Annalisa Ansaloni scite author profile

The formation of amyloid β (Aβ) fibrils is crucial in initiating the cascade of pathological events that culminates in Alzheimer's disease. In this study, we investigated the mechanism of Aβ fibril formation from hydrodynamically well defined species under controlled aggregation conditions. We present a detailed mechanistic model that furnishes a novel insight into the process of Aβ42 fibril formation and the molecular basis for the different structural transitions in the amyloid pathway. Our data reveal the structure and polymorphism of Aβ fibrils to be critically influenced by the oligomeric state of the starting materials, the ratio of monomeric-to-aggregated forms of Aβ42 (oligomers and protofibrils), and the occurrence of secondary nucleation.
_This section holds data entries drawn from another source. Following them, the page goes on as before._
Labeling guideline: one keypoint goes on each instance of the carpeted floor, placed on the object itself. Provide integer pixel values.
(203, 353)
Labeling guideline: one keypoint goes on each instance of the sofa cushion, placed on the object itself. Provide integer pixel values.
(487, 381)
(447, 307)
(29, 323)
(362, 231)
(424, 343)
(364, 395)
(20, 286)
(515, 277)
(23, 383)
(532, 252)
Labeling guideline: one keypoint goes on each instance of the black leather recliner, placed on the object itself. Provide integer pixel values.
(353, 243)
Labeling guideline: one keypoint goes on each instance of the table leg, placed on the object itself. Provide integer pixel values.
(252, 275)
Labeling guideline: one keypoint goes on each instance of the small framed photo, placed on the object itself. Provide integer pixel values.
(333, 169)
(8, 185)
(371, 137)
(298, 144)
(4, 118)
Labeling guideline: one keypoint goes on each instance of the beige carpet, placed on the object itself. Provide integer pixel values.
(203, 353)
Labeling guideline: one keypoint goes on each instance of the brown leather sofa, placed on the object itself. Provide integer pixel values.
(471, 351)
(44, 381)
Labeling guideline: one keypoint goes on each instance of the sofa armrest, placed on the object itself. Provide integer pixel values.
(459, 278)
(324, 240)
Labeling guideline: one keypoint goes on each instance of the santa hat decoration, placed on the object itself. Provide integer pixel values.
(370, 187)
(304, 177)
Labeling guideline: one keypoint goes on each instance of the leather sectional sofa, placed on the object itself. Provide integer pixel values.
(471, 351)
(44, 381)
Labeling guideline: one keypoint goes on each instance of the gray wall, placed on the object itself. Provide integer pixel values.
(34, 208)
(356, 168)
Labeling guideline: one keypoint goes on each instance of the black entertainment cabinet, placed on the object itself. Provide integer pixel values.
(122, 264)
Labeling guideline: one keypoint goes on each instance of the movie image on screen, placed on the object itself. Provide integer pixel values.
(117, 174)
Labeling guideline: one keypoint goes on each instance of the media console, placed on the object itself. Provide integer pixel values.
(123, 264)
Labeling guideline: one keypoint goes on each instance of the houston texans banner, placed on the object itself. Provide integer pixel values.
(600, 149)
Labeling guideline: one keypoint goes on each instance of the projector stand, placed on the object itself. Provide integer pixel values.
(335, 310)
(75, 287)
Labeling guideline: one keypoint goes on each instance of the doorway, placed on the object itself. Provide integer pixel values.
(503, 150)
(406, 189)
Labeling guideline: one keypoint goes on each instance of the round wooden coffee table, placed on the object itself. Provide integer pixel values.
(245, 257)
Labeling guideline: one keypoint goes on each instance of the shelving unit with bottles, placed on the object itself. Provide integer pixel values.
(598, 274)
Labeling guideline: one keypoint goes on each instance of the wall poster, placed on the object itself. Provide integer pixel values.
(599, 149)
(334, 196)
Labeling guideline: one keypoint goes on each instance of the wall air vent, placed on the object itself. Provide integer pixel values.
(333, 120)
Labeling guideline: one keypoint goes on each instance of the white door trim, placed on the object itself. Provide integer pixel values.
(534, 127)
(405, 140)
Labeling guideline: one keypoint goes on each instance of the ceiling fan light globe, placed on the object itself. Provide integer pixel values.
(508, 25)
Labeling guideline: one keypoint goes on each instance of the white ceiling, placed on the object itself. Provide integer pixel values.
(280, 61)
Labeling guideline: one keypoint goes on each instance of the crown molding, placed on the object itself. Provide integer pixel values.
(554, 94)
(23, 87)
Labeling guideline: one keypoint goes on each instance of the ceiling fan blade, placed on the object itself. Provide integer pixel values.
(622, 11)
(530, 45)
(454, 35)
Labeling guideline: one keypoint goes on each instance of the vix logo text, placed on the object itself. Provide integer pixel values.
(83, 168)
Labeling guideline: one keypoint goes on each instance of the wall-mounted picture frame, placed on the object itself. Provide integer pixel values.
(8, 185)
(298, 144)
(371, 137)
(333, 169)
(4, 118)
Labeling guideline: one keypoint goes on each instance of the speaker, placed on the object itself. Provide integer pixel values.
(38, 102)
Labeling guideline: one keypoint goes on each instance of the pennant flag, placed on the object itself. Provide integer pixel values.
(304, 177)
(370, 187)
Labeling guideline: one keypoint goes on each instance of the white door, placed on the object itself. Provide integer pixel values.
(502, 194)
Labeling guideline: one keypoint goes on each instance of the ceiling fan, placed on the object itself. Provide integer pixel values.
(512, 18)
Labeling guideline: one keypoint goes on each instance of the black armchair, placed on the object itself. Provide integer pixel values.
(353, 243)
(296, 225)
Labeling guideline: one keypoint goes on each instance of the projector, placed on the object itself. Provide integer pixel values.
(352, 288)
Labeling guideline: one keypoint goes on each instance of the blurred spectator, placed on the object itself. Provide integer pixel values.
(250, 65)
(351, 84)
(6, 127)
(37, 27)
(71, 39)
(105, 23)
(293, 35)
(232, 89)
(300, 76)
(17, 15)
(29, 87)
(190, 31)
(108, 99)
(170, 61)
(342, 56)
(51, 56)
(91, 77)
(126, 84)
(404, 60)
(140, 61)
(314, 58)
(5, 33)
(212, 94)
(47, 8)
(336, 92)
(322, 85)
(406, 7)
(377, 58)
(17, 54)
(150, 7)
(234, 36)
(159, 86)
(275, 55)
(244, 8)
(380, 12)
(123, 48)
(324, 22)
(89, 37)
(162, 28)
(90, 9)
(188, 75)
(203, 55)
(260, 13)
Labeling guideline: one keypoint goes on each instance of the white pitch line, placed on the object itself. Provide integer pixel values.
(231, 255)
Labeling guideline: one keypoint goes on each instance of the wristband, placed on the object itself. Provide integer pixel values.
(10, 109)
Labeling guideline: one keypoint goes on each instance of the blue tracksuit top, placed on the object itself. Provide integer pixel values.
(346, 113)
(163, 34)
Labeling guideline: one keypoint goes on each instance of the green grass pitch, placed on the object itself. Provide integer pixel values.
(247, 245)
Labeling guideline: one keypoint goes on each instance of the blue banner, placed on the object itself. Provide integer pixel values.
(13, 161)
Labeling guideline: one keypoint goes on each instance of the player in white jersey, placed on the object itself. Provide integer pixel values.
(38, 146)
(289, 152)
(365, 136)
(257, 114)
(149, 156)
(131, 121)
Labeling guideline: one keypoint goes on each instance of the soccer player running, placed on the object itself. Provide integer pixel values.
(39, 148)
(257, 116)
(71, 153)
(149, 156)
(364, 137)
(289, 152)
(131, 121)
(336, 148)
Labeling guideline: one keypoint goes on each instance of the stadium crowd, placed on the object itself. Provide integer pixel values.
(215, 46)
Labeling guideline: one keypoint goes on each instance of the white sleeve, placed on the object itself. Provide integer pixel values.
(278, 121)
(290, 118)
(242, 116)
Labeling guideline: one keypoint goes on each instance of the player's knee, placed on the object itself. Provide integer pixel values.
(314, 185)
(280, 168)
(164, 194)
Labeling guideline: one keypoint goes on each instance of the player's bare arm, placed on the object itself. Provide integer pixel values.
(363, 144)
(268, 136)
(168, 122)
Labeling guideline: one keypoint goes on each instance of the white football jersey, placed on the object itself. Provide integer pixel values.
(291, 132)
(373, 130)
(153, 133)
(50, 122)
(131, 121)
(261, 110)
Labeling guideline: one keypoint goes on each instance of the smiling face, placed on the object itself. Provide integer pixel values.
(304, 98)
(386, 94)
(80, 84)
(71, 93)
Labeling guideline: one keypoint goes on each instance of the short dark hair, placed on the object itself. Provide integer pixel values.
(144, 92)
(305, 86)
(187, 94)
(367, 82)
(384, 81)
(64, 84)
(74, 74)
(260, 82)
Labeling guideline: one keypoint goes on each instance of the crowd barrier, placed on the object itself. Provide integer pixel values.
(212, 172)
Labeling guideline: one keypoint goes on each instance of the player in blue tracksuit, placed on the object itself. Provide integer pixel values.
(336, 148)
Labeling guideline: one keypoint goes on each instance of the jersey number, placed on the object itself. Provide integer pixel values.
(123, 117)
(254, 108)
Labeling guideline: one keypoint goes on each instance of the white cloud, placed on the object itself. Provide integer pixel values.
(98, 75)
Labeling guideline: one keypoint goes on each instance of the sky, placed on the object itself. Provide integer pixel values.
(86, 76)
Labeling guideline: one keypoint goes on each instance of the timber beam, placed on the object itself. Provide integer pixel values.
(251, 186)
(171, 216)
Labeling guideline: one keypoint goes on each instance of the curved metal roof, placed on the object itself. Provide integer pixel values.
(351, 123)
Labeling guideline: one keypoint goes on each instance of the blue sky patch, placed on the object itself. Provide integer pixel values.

We demonstrate that monomeric Aβ42 plays an important role in mediating structural transitions in the amyloid pathway, and for the first time, we provide evidences that Aβ42 fibrillization occurs via a combined mechanism of nucleated polymerization and secondary nucleation. These findings will have significant implications to our understanding of the molecular basis of amyloid formation in vivo, of the heterogeneity of Aβ pathology (e.g., diffuse versus amyloid plaques), and of the structural basis of Aβ toxicity.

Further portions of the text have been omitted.